The Jeff Goldblum guide to getting someone’s attention
When you meet Jeff Goldblum in person, the very first thing, the VERY first thing you notice is just how JEFF GOLDBLUM he is. The tone, the cadence, the smile, the twinkle in his eye, the volcanically-loud-yet-still-definitely-pulling-it-off shirt. It’s all there.
“Jeff BE-errr, Jeff BE-errrr, yes yes yes, hello, very nice to meet YOU, hello.”
Goldblum is at the Cannes Creativity festival to appear in a session called “The Future of Entertainment” with Stéphane Xiberras, chief creative officer and president of BETC Paris. When someone coined the phrase “Never meet your heroes,” they were not talking about Goldblum. Which is why fashion site The Cut obsessively covers his Instagram feed or when his wife tests out a jet-lag face mask and posts it online.
Brands know this, too. Just last month, Apartments.com rolled out a new campaign starring Goldblum, directed by Thor: Ragnarok director Taika Waititi.
He’s done commercials here and there throughout his career. In 2014, he starred in what is indisputably the greatest lightbulb ad ever made—or ever to be made—directed by Tim & Eric for GE.
When it comes to picking projects, Goldblum says he treats it the same as any acting project.
“Through my stomach and my heart,” he says, sitting in the Havas Media Cafe, ad company Havas Worldwide’s encampment along Cannes’ Croissette. “Just like a product, just like a movie, if I’m eager to feel passionate about the overall theme and message. I don’t want to promote or do a commercial for something I don’t agree with.

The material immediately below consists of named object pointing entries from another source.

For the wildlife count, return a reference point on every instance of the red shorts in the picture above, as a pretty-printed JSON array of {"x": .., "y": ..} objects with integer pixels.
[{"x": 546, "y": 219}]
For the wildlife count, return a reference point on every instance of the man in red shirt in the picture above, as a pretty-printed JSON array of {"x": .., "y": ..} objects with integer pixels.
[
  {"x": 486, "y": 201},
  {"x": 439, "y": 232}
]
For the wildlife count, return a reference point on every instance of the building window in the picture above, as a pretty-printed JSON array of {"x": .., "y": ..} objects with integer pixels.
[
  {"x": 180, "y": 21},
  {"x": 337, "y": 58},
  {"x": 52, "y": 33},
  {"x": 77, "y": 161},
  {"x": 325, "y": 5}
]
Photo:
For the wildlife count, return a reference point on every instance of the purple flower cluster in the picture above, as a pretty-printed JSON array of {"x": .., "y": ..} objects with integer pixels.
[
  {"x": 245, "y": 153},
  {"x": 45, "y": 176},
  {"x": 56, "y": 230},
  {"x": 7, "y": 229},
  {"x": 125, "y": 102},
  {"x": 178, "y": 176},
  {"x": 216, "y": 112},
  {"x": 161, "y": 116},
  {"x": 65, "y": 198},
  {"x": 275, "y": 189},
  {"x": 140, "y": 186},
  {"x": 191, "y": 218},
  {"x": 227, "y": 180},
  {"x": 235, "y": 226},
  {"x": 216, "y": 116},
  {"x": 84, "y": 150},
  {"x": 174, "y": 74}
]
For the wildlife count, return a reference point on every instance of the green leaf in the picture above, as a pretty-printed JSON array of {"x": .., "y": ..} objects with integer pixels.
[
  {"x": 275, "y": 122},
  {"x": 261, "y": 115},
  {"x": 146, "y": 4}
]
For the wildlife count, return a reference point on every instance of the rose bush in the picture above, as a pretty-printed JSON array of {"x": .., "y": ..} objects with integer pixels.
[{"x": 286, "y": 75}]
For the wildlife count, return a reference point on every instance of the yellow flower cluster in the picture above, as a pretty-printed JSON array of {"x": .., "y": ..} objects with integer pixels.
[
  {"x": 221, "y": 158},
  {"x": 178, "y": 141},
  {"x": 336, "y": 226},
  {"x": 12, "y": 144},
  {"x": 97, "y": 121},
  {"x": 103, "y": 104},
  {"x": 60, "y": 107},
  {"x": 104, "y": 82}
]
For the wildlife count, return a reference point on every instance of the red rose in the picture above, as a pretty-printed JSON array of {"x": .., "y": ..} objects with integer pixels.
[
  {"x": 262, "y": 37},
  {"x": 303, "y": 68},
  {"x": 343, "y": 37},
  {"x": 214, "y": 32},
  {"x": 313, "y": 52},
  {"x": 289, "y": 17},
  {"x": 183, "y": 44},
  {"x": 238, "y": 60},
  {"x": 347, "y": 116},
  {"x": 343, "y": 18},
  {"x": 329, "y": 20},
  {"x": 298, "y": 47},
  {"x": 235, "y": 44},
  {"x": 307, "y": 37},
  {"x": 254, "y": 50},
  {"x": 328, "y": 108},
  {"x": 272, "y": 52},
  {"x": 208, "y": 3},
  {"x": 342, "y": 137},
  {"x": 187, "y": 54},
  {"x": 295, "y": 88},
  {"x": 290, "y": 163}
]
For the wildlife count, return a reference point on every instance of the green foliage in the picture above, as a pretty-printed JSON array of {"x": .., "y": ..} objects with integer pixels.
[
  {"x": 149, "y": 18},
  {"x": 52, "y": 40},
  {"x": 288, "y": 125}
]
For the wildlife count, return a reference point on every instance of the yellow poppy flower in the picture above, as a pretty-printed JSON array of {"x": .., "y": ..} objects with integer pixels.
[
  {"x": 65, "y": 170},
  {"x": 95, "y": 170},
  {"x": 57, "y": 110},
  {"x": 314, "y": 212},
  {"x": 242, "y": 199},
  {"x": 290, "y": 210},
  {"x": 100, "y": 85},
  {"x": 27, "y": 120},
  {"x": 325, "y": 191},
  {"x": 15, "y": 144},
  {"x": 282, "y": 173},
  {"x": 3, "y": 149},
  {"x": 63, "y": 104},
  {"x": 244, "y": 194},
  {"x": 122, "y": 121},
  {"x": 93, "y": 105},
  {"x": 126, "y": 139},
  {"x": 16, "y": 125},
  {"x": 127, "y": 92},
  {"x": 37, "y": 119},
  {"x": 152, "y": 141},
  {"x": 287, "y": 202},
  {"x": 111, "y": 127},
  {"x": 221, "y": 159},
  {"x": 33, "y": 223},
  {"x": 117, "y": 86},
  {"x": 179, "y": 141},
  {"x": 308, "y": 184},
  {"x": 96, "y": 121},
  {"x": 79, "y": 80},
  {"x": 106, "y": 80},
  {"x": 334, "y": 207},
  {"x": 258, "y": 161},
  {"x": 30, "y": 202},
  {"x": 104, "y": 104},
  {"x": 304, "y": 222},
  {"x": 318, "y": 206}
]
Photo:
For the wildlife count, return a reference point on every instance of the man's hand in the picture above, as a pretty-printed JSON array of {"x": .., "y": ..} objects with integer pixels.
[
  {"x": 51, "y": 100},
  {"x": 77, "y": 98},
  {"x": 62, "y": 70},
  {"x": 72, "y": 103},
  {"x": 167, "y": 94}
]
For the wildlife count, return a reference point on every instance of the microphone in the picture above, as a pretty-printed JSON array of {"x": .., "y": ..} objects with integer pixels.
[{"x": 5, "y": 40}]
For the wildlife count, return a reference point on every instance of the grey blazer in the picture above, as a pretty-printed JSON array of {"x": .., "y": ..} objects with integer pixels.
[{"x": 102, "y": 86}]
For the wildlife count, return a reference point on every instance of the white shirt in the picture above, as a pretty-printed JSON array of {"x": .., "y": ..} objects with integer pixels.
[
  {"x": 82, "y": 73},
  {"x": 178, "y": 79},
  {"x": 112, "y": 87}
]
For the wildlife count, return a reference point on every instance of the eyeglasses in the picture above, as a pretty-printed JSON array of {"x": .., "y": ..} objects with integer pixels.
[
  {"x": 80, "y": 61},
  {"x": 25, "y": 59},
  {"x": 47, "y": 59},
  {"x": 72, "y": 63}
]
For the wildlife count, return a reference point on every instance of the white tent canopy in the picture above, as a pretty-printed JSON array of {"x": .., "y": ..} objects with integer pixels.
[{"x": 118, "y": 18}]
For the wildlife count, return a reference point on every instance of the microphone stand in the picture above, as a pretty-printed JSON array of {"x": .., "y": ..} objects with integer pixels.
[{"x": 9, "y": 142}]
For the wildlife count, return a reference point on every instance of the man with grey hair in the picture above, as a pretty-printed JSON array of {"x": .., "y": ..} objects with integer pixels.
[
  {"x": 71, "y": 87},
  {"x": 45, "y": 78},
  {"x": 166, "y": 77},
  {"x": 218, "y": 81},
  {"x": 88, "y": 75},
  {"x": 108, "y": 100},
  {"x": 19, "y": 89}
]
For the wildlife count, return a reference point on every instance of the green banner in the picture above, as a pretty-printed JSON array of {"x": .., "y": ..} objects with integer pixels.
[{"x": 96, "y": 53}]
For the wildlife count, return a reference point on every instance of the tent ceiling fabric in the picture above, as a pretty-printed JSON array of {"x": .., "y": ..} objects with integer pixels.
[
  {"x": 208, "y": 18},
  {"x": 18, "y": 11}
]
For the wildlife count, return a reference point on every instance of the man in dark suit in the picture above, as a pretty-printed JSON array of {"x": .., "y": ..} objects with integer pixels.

“The other part is the creative, which is all subjective. The Apartments.com, I like those clients, I like what they’re doing, and I think it’s of service. But it was Taika Waititi who directed the last ads, who directed Thor: Ragnorok, with whom I may work again. I suggested getting him, and we obviously had a rapport, and the work is a product of that relationship. It’s the same with movies.”
His next film is The Mountain, directed by Rick Alverson, which premieres in France next week and in America next month. He plays a lobotomist in 1954.
“It’s all acting to me. Can we do something fun? Is it funny to me? Is it interesting to me? Is it substantive to me? It’s all subjective,” says Goldblum.
One of his most memorable commercial experiences was the time Steve Jobs reached out to ask if he’d star in a new campaign for the iMac.
“Steve Jobs called me at home. He was trying to do this cycle of commercials for the iMac. They had Chiat Day, and who was the guy that came to my house and said, ‘Here’s what I think we should do’?”
“Yeah. And I said, Here’s what I think we could do better, or here’s my sweet spot—if you put a 30- or 60-second clock up there, tell me just before I go what the idea is, and then I’ll improvise.”
Goldblum’s Instagram account is the Goldblummiest. The loudest of shirts, and a ton of Jeff Goldblum fan art. But he says he was neither quick nor eager to join social media. He first noticed it was a thing while filming 2016’s Independence Day: Resurgence, and director Roland Emmerich had a guy on set shooting photos and short videos for social.
“Eventually we started trying things here and there,” says Goldblum. “Then I got this stylist, who’s responsible for dressing me up. We do it together. He works for GQ. He’ll take a picture, we’ll pick one, talk about a caption, and that’s what we’ve done. Since then, followers have come. I like to take pictures, get dressed, and gussied up.”
The perfect ad according to Jeff Goldblum is one that may or may not have anything to do with the product, but everything to do with capturing and holding his attention.
“I’m struck by things that have to do with my taste. I saw an ad where it’s oblique, obtuse, it’s tangential, you’re not only not saying, ‘Here, buy this,’ but you’re left asking, ‘What was that about?’ It had nothing to do with the product,” he says. “Look, I know nothing about it, but I would say you’re making little movies. For my eyes, I’d say, hey, that’s a movie I’m struck by and then find out who made it or what they were advertising. That’s about it. I really don’t want to get sold to. I’m sales averse.”
The culture of the hard sell is not one that agrees with Goldblum. He uses a scene from the Coen Brothers’ Netflix film The Ballad of Buster Scruggs. In it, Liam Neeson plays a traveling show producer, and he has to pick between a brilliant actor reading poems and Shakespearean monologues, or a live chicken dancing on a hot stove. The latter gathers the crowd.
“I won’t ruin the end, but that’s about going where the eyeballs are, but the question is, what are you losing in the process? What have you lost at the expense of the sales credo, the most eyeballs and attention-whoring credo?”
The halls of Cannes Lions may not be the best place to answer that question.
But at least Goldblum is here asking it.